Winter Storm Grayson arrived early Jan. 4 and pounded Port Jefferson, and the surrounding areas to the tune of more than 16 inches of snow.
The storm was officially categorized as a blizzard by the New York office of the National Weather Service, with sustained winds or frequent gusts greater than 35 mph, “considerable” falling and blowing snow, visibility of less than a quarter of a mile and more than three hours of duration. Port Jefferson Village Mayor Margot Garant, Brookhaven Town Supervisor Ed Romaine (R), Town of Huntington Supervisor Chad Luppinacci (R), Suffolk County Executive Steve Bellone (D) and New York Gov. Andrew Cuomo (D) declared states of emergency for each of their respective jurisdictions.
“This storm was actually worse than predicted for us,” Bellone said during a briefing Jan. 5. “We saw up to 16 inches of snow in certain parts of the county. This was, as we discussed, a very difficult and challenging storm because of all the conditions — high rate of snowfall, very rapid rate and high winds. It made it very difficult. I want to thank all of those who heeded our calls to stay off the roads yesterday. There were far too many people on the roads. The result was hundreds of motorists ended up stranded.”
Based on unofficial observations taken Jan. 4 and 5, the highest snowfall total reported by the New York NWS office was in Terryville, where 16.4 inches of snow fell during the storm. Suffolk County appeared to take the brunt of Grayson’s wrath according to the NWS data, not only in actual snowfall, but also as the home to the highest wind gusts in the state during the storm, with gusts exceeding 60 mph.
Despite the substantial snowfall totals, Main Street in Port Jeff Village was up and running and open for business Friday morning, according to Garant, who said the village’s Department of Public Works did an “A++” job in an email.

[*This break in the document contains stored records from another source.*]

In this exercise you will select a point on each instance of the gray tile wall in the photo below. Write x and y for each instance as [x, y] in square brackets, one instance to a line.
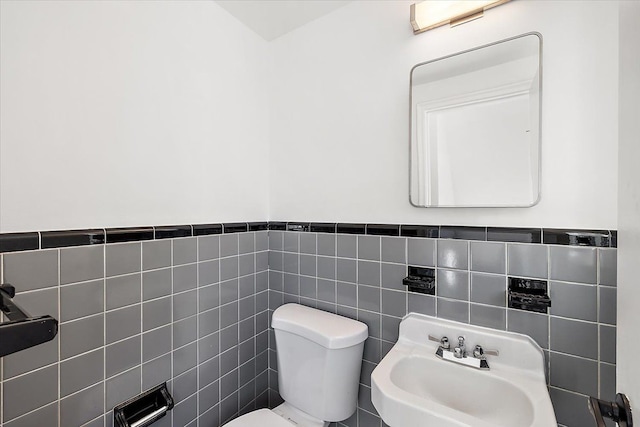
[361, 277]
[191, 311]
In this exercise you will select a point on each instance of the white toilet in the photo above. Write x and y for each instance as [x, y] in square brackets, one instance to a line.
[319, 360]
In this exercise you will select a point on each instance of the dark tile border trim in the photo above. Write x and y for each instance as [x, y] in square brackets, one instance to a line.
[322, 227]
[14, 242]
[598, 238]
[206, 229]
[129, 234]
[172, 231]
[235, 227]
[298, 226]
[430, 231]
[61, 239]
[521, 235]
[350, 228]
[383, 229]
[575, 237]
[258, 226]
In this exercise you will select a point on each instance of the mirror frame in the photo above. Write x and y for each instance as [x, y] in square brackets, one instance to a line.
[540, 61]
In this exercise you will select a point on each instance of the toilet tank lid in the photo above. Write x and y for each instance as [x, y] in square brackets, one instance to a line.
[327, 329]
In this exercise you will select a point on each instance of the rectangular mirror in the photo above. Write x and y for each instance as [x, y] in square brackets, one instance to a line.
[475, 127]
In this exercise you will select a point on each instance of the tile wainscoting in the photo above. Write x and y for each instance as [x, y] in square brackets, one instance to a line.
[359, 275]
[191, 311]
[192, 304]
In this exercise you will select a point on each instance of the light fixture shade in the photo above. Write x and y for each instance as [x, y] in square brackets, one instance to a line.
[434, 13]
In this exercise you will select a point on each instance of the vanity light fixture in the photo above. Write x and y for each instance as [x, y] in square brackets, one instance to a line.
[430, 14]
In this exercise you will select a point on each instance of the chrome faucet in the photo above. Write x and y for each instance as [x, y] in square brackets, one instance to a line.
[459, 353]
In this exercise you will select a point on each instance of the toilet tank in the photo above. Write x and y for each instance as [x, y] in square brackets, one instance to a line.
[319, 359]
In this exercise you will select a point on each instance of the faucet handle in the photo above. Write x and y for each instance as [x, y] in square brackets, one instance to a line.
[444, 341]
[479, 352]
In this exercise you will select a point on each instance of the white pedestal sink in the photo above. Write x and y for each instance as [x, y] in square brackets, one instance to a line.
[412, 387]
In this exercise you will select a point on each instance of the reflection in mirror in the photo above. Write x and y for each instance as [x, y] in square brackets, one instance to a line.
[475, 127]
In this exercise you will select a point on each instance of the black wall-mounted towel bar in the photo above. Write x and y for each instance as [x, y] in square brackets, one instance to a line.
[618, 411]
[22, 331]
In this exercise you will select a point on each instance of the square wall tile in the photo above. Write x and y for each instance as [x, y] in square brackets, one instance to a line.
[394, 303]
[123, 387]
[453, 310]
[368, 298]
[453, 254]
[369, 273]
[45, 416]
[608, 261]
[369, 248]
[574, 373]
[565, 298]
[81, 335]
[347, 246]
[574, 337]
[123, 323]
[573, 264]
[40, 386]
[489, 317]
[607, 344]
[419, 303]
[208, 247]
[124, 290]
[156, 254]
[80, 372]
[421, 252]
[489, 289]
[533, 324]
[452, 284]
[79, 264]
[185, 277]
[527, 260]
[246, 243]
[571, 409]
[123, 258]
[608, 305]
[394, 249]
[43, 301]
[122, 356]
[291, 241]
[308, 243]
[185, 250]
[83, 299]
[326, 244]
[18, 269]
[228, 245]
[79, 408]
[155, 284]
[488, 257]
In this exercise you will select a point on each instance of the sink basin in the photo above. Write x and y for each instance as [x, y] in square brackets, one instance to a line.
[412, 387]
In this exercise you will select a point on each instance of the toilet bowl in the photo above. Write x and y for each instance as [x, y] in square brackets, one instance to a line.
[319, 359]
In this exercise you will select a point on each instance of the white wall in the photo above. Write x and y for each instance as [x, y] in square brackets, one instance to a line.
[130, 113]
[628, 371]
[339, 128]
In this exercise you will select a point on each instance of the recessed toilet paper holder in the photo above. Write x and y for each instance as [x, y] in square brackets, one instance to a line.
[144, 409]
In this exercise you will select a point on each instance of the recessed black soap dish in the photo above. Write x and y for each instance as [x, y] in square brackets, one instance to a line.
[421, 280]
[529, 295]
[144, 409]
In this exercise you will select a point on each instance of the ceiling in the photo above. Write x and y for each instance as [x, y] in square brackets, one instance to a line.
[273, 18]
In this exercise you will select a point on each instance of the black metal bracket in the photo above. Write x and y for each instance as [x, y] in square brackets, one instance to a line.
[529, 295]
[618, 411]
[421, 280]
[22, 331]
[144, 409]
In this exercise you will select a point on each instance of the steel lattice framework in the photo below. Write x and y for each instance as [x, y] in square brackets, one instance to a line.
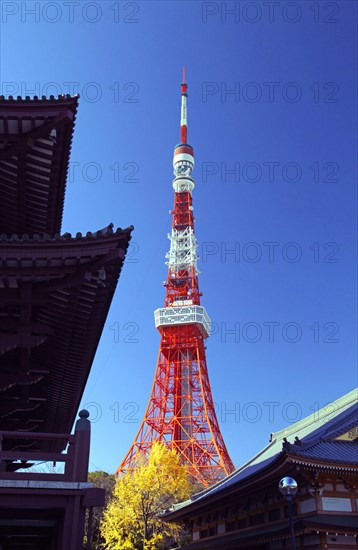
[180, 410]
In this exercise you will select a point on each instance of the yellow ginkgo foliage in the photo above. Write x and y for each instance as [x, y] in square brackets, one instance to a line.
[131, 520]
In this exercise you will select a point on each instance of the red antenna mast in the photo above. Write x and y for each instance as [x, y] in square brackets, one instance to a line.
[180, 411]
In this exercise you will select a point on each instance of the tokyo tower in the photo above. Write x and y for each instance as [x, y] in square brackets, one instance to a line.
[180, 411]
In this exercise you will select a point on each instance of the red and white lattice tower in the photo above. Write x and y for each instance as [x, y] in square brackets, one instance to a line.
[180, 410]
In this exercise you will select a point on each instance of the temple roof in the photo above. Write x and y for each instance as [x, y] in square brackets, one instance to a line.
[55, 294]
[327, 438]
[35, 144]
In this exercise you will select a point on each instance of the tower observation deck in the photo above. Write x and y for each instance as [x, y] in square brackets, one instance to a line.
[180, 411]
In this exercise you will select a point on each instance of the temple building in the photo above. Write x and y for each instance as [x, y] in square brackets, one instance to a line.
[55, 293]
[246, 509]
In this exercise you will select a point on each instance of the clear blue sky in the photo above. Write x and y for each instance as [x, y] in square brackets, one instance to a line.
[289, 131]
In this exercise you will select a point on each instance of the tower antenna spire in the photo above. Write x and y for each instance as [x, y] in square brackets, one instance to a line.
[183, 113]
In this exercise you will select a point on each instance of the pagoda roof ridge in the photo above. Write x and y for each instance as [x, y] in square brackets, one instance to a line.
[35, 98]
[101, 233]
[308, 425]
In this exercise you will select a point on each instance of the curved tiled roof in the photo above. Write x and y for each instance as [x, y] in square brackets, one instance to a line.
[317, 444]
[52, 314]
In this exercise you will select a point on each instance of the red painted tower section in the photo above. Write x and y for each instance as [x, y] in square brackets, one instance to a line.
[180, 410]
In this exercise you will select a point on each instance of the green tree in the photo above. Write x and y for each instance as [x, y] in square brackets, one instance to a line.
[132, 520]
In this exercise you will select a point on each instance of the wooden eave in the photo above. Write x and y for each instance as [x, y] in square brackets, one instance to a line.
[52, 311]
[35, 144]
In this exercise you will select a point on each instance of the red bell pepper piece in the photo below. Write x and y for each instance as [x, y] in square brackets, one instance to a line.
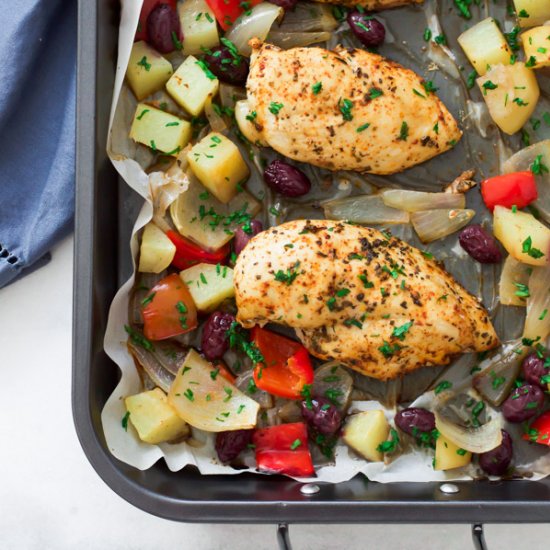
[287, 368]
[283, 449]
[189, 253]
[147, 7]
[539, 431]
[168, 309]
[228, 11]
[517, 189]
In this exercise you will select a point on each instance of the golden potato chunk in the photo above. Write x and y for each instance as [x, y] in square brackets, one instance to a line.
[511, 93]
[219, 165]
[147, 70]
[536, 43]
[485, 46]
[153, 418]
[365, 431]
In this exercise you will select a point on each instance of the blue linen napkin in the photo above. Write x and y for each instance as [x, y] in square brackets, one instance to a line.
[37, 134]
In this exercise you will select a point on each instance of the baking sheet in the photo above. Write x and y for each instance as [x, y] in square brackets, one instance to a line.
[482, 148]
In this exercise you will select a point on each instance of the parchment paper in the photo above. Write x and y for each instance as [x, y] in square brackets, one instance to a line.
[481, 148]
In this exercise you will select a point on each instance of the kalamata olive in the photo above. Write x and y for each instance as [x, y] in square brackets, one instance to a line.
[480, 245]
[533, 370]
[523, 403]
[214, 335]
[242, 237]
[286, 179]
[496, 462]
[415, 420]
[368, 30]
[321, 415]
[285, 4]
[230, 444]
[226, 63]
[163, 28]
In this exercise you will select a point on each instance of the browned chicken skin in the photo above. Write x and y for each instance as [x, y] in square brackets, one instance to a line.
[358, 296]
[345, 109]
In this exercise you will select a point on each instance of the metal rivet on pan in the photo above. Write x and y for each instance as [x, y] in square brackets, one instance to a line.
[449, 488]
[309, 489]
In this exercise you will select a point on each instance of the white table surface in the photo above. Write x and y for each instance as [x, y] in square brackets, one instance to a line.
[51, 498]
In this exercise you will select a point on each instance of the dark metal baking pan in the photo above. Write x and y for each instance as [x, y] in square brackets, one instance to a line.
[105, 211]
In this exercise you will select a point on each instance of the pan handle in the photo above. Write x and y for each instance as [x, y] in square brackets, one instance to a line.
[283, 537]
[478, 537]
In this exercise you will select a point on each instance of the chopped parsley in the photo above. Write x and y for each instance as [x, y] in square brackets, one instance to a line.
[442, 386]
[391, 445]
[289, 276]
[209, 74]
[275, 107]
[124, 421]
[527, 248]
[237, 339]
[404, 131]
[522, 290]
[387, 349]
[471, 80]
[400, 332]
[375, 92]
[489, 85]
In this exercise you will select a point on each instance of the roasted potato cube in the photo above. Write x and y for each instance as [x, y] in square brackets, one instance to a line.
[485, 46]
[191, 85]
[365, 431]
[449, 456]
[198, 25]
[209, 285]
[219, 165]
[511, 93]
[536, 43]
[154, 418]
[156, 251]
[210, 231]
[159, 130]
[532, 12]
[147, 70]
[525, 238]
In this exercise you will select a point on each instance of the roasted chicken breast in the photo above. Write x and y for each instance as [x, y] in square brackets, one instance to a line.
[358, 296]
[344, 109]
[372, 4]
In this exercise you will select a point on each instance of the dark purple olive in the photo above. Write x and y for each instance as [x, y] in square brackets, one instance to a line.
[480, 245]
[214, 335]
[523, 403]
[285, 4]
[368, 30]
[322, 415]
[533, 370]
[242, 237]
[163, 28]
[286, 179]
[415, 421]
[227, 64]
[230, 444]
[496, 462]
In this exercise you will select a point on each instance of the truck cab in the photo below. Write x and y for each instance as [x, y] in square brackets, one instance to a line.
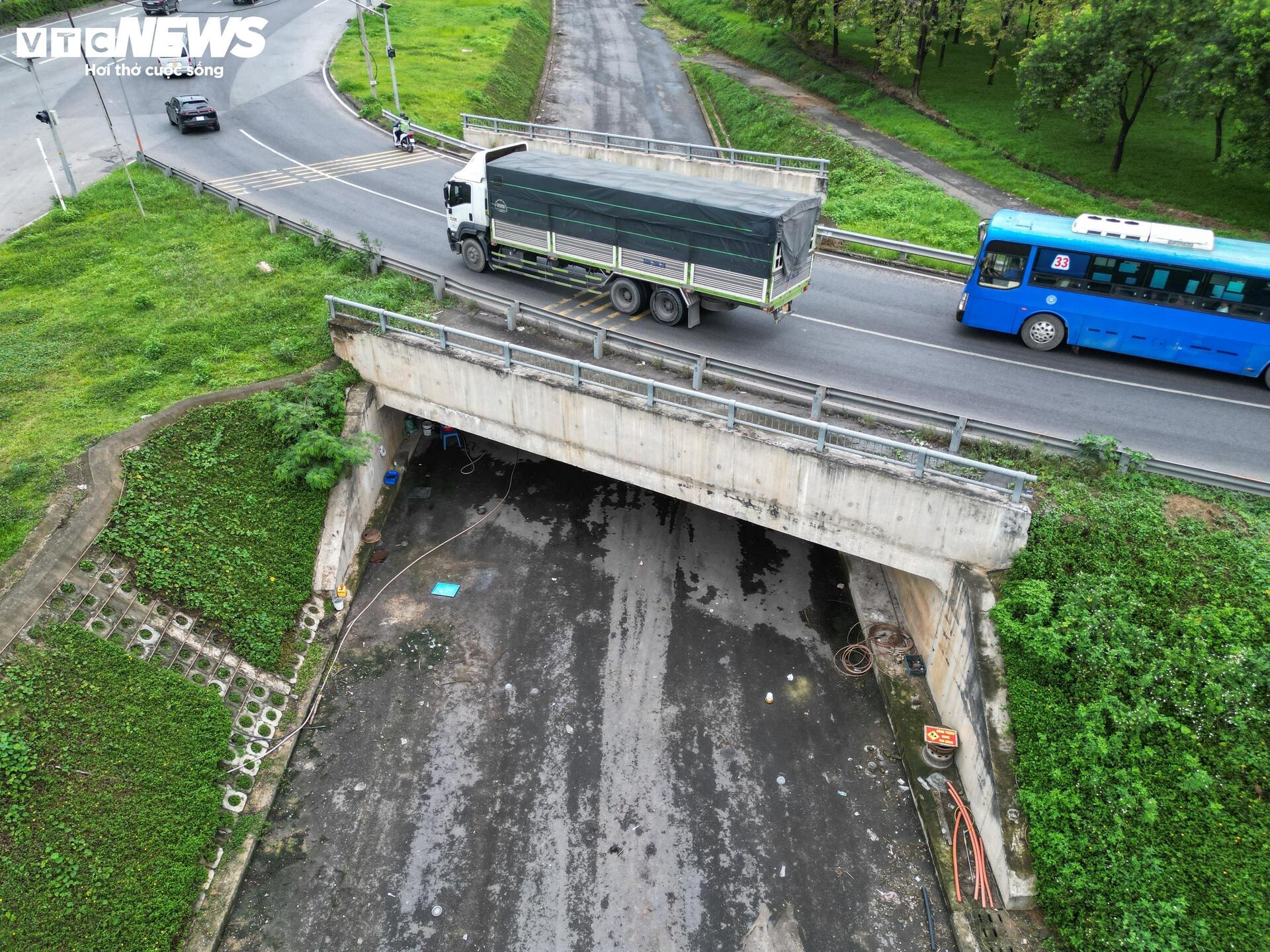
[468, 210]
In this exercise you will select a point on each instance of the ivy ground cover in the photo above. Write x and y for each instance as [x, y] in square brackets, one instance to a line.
[216, 518]
[110, 797]
[1136, 631]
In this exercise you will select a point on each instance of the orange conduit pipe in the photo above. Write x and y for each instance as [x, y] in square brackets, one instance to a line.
[978, 859]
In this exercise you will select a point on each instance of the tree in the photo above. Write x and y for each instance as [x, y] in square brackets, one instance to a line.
[1224, 70]
[1101, 61]
[996, 20]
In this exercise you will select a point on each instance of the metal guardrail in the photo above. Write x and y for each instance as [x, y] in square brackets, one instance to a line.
[923, 461]
[820, 399]
[905, 248]
[650, 146]
[441, 139]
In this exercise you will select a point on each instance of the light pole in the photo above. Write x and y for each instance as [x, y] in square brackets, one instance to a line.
[51, 118]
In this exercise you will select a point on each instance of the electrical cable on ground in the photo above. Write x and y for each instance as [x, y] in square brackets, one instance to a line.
[857, 659]
[349, 627]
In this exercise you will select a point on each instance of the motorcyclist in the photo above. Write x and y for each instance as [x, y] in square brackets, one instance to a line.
[399, 128]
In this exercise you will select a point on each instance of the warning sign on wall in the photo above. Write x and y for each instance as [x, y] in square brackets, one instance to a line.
[944, 736]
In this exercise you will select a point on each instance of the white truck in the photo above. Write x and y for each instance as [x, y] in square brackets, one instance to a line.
[673, 244]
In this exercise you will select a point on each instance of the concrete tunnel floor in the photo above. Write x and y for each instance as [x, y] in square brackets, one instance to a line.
[591, 764]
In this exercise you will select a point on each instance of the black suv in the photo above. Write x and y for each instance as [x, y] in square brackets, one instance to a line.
[192, 113]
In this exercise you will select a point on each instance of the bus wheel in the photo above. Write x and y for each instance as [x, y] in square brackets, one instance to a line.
[474, 255]
[667, 306]
[1043, 332]
[628, 296]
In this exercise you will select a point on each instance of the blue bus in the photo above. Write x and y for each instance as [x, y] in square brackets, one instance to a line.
[1143, 288]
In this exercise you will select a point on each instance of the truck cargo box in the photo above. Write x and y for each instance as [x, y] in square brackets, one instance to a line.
[671, 220]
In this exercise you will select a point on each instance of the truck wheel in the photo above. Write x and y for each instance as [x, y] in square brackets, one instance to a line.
[474, 255]
[628, 296]
[667, 306]
[1043, 332]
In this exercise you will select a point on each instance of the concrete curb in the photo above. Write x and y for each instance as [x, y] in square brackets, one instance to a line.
[71, 526]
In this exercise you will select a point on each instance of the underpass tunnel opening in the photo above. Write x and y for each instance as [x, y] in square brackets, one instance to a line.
[583, 714]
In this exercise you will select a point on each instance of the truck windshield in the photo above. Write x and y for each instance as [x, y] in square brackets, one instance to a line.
[458, 193]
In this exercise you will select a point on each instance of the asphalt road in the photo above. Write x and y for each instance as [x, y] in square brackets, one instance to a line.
[611, 73]
[863, 327]
[574, 753]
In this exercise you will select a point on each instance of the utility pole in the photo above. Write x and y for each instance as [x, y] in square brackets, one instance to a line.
[366, 50]
[92, 75]
[45, 114]
[127, 104]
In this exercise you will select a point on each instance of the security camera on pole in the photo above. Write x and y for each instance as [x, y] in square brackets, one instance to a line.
[48, 118]
[382, 12]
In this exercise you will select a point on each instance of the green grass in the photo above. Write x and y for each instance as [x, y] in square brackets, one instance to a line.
[105, 317]
[211, 526]
[108, 787]
[867, 193]
[480, 56]
[1136, 631]
[1169, 160]
[1058, 146]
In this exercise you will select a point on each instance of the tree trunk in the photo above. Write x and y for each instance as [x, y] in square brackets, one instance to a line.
[1128, 118]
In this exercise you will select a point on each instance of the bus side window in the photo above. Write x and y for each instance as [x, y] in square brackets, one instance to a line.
[1003, 266]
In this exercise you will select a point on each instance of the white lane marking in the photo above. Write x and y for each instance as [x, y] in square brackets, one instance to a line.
[1033, 366]
[83, 17]
[910, 272]
[333, 178]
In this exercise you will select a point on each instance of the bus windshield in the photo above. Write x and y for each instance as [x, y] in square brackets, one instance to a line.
[1141, 288]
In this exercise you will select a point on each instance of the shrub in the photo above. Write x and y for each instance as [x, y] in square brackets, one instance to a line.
[1136, 631]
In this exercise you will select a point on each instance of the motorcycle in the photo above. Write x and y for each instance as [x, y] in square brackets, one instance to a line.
[404, 140]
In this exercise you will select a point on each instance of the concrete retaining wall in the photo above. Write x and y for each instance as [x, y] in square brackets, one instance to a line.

“We have a good system and a great team in place,” she said, adding she was thrilled with how quickly village streets were passable. “The community really makes this possible for us by staying home and avoiding parking on the snow emergency streets.”
Steve Gallagher, the village’s DPW superintendent, said 22 village DPW employees worked using nine trucks equipped with plows and nine trucks with both plows and sanders to clear the streets. He estimated the village used between 150 and 200 tons of salt and sand mix to mitigate the impact of road and sidewalk icing. He reiterated Garant’s point that cooperation from the public is critical in returning the village back to business as usual following a storm.
“Village roads were passable at all times thanks to the dedication and commitment of the men in the DPW,” he said. “People staying off the roads and not parking in the streets would help expedite the clearing of the roads and allow a better job.”
PSEG Long Island reported 97 percent of the 21,700 of its customers who lost power as a result of the storm had their service restored by 9 p.m. Jan. 5.
“Our goal, always, is to restore power as quickly and safely as possible,” a spokesperson for the utility said in a press release. “We ask our customers for a fair amount of patience and to know we will be there just as soon as it is safe.”
The storm came in the midst of a record-setting stretch of below freezing temperatures, according to the NWS. A streak of 13 straight days with a maximum temperature below 32 degrees Fahrenheit measured at Long Island McArthur Airport in Islip was snapped Jan. 9. The 13-day duration was the second longest period of below freezing temperatures reported at the airport since 1963.